Łapa mordo A jeszcze niech ktoś powie mojej babci, że telefon nie ściąga pioruna to wodą święconą potraktuję 😂
Za ten odcinek to Ci dziękuję. Zgadzam się co do usuwania komentarzy. Pomyśleć że nasi politycy są tacy mądrzy. To jest żenada. Pozdrawiam Krzysiu.
Zrób odcinek o ZSRR i o 3 Rzeszy
To nie jest tematyka tego kanału.
Kiedy film o gigantopiteku?
czy łańcuchy metalowe mogą zostać zastąpione linami alpinistycznymi ?
Specjalistą nie jestem, ale podejrzewam, że trzeba by je co sezon (albo i częściej) zmieniać.
Dlaczego ten krzyknie ma instalacji odgromicznej ??
Ponieważ nie da się jej wstawić w tych warunkach. Stoi na litej skale.
@@NaukowoTV nie moza wiercić się w skałę?? Nie rozumiem czemu nie można ?? To chociaż te łańcuchy wymienić na liny okrętowe?? Ludzie wogóle nie myślą
Liny okrętowe? Serio? Po jednym sezonie by ich nie było. Gdyby dało się zrobić tam odgromienie to by zostało zrobione. Co da wwiercenie się w skałę jak ładunek nie bedzie w stanie zostać zneutralizowany.

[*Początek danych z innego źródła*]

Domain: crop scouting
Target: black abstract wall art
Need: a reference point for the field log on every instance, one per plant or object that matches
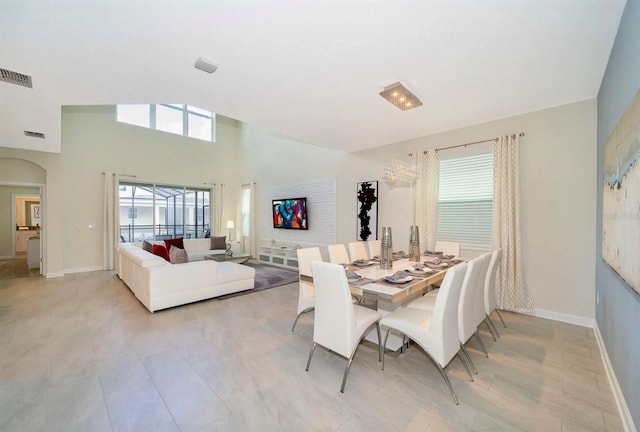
(367, 221)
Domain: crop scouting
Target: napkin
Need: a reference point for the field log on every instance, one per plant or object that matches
(352, 275)
(398, 275)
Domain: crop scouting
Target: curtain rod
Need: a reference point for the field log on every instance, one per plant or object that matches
(475, 142)
(122, 175)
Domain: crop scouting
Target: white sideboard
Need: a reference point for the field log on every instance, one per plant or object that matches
(280, 256)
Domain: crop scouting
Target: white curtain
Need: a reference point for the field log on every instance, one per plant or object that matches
(111, 223)
(426, 210)
(249, 216)
(217, 225)
(511, 292)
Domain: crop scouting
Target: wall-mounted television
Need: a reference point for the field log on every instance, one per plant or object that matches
(290, 213)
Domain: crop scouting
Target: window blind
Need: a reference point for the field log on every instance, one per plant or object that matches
(465, 202)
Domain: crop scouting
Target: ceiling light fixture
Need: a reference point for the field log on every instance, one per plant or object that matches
(205, 65)
(400, 96)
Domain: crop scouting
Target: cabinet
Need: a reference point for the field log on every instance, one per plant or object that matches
(33, 253)
(280, 256)
(22, 238)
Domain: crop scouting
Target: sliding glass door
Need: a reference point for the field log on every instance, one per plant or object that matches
(157, 212)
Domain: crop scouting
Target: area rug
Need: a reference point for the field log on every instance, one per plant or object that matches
(266, 277)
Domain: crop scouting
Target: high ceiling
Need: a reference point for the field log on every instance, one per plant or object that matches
(309, 70)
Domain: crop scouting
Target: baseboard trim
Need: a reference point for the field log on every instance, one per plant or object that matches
(570, 319)
(621, 403)
(83, 269)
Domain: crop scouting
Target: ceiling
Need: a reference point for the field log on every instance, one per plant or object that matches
(309, 70)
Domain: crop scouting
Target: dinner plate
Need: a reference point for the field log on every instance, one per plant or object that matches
(420, 272)
(443, 265)
(403, 280)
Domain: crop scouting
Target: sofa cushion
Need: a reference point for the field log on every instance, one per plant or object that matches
(147, 246)
(161, 251)
(178, 256)
(174, 242)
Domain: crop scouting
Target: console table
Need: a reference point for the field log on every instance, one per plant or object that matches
(280, 256)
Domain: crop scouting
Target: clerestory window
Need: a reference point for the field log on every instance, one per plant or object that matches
(180, 119)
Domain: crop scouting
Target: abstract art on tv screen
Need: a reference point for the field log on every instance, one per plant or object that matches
(367, 221)
(290, 213)
(621, 198)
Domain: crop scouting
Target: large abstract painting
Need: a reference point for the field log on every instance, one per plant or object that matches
(367, 221)
(621, 198)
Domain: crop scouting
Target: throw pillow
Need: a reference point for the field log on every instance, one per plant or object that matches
(219, 242)
(161, 251)
(147, 246)
(174, 242)
(178, 256)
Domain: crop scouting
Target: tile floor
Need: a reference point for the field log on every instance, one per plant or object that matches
(80, 353)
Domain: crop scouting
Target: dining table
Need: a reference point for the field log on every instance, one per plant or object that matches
(377, 288)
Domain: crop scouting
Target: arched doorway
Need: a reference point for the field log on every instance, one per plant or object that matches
(22, 191)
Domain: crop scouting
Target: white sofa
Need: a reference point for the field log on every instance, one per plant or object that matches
(198, 248)
(159, 284)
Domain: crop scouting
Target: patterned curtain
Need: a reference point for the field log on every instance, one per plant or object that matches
(511, 292)
(427, 188)
(111, 219)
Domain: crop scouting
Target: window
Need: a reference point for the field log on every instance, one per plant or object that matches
(465, 202)
(178, 119)
(153, 212)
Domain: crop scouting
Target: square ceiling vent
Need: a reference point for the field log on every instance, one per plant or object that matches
(15, 78)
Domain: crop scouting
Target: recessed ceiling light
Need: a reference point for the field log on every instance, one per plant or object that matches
(205, 65)
(400, 96)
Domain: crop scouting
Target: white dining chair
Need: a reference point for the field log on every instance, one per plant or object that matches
(339, 325)
(338, 254)
(468, 322)
(436, 331)
(306, 295)
(357, 250)
(374, 248)
(448, 248)
(490, 301)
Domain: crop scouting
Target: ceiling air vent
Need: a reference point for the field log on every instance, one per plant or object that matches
(34, 134)
(15, 78)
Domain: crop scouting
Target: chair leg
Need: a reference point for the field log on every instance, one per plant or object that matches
(466, 366)
(299, 315)
(493, 326)
(346, 371)
(477, 335)
(313, 348)
(503, 324)
(446, 379)
(379, 341)
(384, 347)
(466, 354)
(487, 323)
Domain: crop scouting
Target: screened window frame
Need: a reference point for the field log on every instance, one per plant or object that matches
(161, 192)
(465, 212)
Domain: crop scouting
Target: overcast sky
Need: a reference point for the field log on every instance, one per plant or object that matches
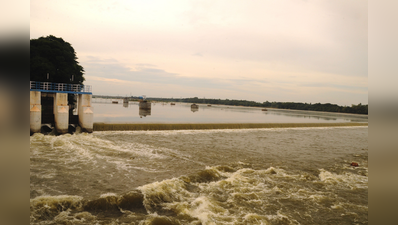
(260, 50)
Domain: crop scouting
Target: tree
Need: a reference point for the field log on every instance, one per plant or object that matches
(55, 57)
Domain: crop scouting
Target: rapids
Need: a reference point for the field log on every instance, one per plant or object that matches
(247, 176)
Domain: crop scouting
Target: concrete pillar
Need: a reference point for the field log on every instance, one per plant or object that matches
(35, 111)
(85, 112)
(61, 112)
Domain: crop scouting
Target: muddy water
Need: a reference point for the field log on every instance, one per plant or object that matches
(248, 176)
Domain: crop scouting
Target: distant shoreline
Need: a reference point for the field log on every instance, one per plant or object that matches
(208, 126)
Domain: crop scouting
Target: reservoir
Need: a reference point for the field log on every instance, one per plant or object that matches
(108, 112)
(228, 176)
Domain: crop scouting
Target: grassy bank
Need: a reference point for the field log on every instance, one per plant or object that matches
(201, 126)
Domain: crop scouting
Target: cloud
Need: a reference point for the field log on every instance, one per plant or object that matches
(198, 54)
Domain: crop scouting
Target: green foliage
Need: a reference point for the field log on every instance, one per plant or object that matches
(53, 56)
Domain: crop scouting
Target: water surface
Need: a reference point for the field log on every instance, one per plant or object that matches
(106, 112)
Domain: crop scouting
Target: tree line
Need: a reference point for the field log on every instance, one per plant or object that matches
(326, 107)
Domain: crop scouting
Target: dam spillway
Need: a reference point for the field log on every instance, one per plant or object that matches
(60, 116)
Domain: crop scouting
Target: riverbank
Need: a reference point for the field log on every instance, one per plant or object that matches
(202, 126)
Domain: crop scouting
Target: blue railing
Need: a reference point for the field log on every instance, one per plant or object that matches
(60, 87)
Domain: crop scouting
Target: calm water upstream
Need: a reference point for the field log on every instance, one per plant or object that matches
(247, 176)
(106, 112)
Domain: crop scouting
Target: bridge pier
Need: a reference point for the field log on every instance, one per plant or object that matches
(35, 111)
(85, 112)
(61, 112)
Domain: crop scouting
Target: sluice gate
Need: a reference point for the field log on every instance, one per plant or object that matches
(49, 105)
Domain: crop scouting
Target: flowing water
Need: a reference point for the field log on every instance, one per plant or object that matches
(247, 176)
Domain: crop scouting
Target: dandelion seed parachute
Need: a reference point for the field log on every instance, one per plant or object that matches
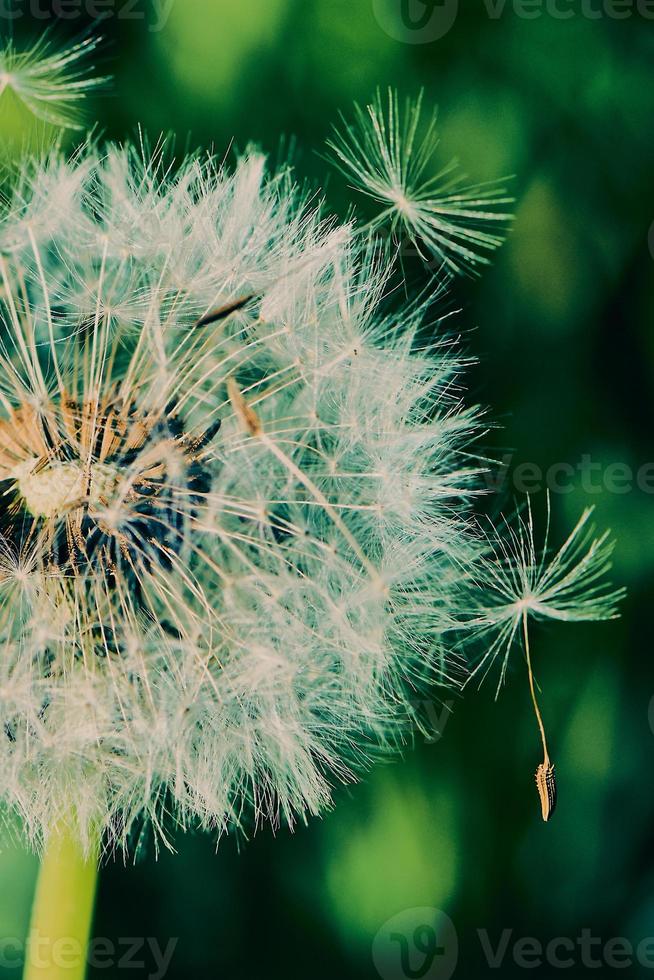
(52, 84)
(520, 580)
(389, 156)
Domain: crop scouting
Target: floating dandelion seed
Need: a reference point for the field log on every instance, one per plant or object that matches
(388, 158)
(523, 583)
(51, 84)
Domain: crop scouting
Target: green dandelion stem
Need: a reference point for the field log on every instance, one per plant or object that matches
(63, 910)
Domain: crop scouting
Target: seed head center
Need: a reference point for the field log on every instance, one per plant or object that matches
(59, 486)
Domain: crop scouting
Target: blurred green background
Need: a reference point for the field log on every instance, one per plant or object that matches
(562, 325)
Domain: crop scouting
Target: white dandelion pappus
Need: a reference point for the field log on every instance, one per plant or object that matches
(234, 515)
(387, 157)
(52, 84)
(522, 582)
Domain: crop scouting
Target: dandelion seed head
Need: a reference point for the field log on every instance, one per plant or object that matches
(236, 542)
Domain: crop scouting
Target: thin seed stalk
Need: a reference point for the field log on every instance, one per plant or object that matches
(62, 914)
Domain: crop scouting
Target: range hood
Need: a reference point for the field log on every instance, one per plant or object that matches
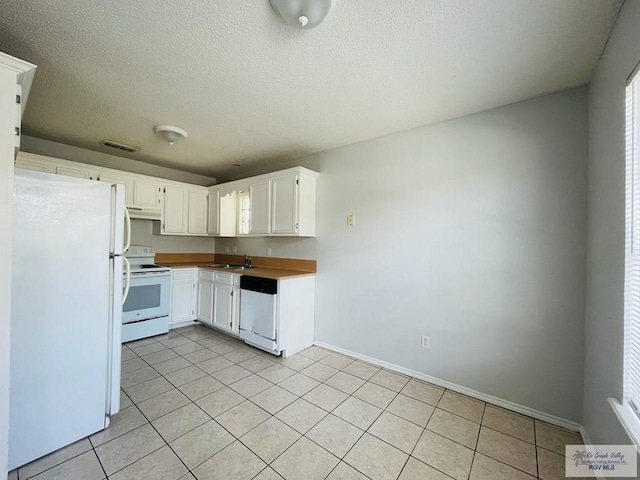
(145, 213)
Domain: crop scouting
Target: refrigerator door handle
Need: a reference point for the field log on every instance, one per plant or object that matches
(127, 279)
(127, 219)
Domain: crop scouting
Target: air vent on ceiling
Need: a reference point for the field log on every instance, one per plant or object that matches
(120, 146)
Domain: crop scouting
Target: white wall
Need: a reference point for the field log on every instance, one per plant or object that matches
(7, 83)
(605, 271)
(142, 234)
(471, 231)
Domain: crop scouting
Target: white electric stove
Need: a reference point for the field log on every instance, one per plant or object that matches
(146, 309)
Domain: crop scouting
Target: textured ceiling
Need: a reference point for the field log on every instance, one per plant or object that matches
(250, 89)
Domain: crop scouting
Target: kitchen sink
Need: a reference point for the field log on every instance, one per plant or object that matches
(228, 266)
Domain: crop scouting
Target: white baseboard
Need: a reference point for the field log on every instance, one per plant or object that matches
(515, 407)
(182, 324)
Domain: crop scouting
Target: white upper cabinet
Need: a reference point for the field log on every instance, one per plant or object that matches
(213, 222)
(115, 179)
(259, 207)
(146, 194)
(175, 209)
(197, 211)
(223, 209)
(284, 205)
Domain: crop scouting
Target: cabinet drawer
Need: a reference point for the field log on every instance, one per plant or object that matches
(184, 273)
(225, 278)
(206, 275)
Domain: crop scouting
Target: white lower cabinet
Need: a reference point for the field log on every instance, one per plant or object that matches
(226, 302)
(219, 300)
(223, 306)
(205, 296)
(183, 295)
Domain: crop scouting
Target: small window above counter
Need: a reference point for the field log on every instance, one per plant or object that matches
(281, 203)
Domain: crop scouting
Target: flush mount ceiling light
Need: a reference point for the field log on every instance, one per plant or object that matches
(303, 13)
(169, 133)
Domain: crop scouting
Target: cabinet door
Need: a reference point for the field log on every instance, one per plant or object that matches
(228, 215)
(259, 208)
(223, 306)
(146, 194)
(213, 223)
(74, 172)
(284, 205)
(112, 179)
(235, 311)
(175, 206)
(205, 302)
(182, 293)
(197, 221)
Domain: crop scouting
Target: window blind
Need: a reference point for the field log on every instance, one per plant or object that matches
(632, 248)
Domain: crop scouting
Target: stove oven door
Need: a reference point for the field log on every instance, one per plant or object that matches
(148, 297)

Nie wiem czy krzyż przyciąga ale podobno gromnica odpycha pioruny
Buahaha
Widac tobie i temu 2guemu smieszkiwi odepchnęła już dawno
@@grzegorz3116 No ale przecież taka prawda. Nie można brać prymitywnych wierzeń religijnych na poważnie 😁
tak coś słyszałem że gromnica a dokładniej płomień świecy zwiększa ilość ładunków o tym samym biegunie do bieguna pioruna, przez co piorun teoretycznie powinien ominąć taki dom. tyle mówi nauka o tym zjawisku
@@czcibor360 Wreszcie prawdziwy głos rozumu! Tak, gromnica, jak każda świeca, "odstrasza" pioruny od drewnianego domu, w którym się ją pali.
A ściślej, prąd jonowy wytwarzany przez spalane w płomieniu substancje. Gdyby tak nie było, świeca służyłaby wyłącznie do grzania. A jednak rozpala. To ta sama energia wprowadza zamęt i wypiera wyładowanie.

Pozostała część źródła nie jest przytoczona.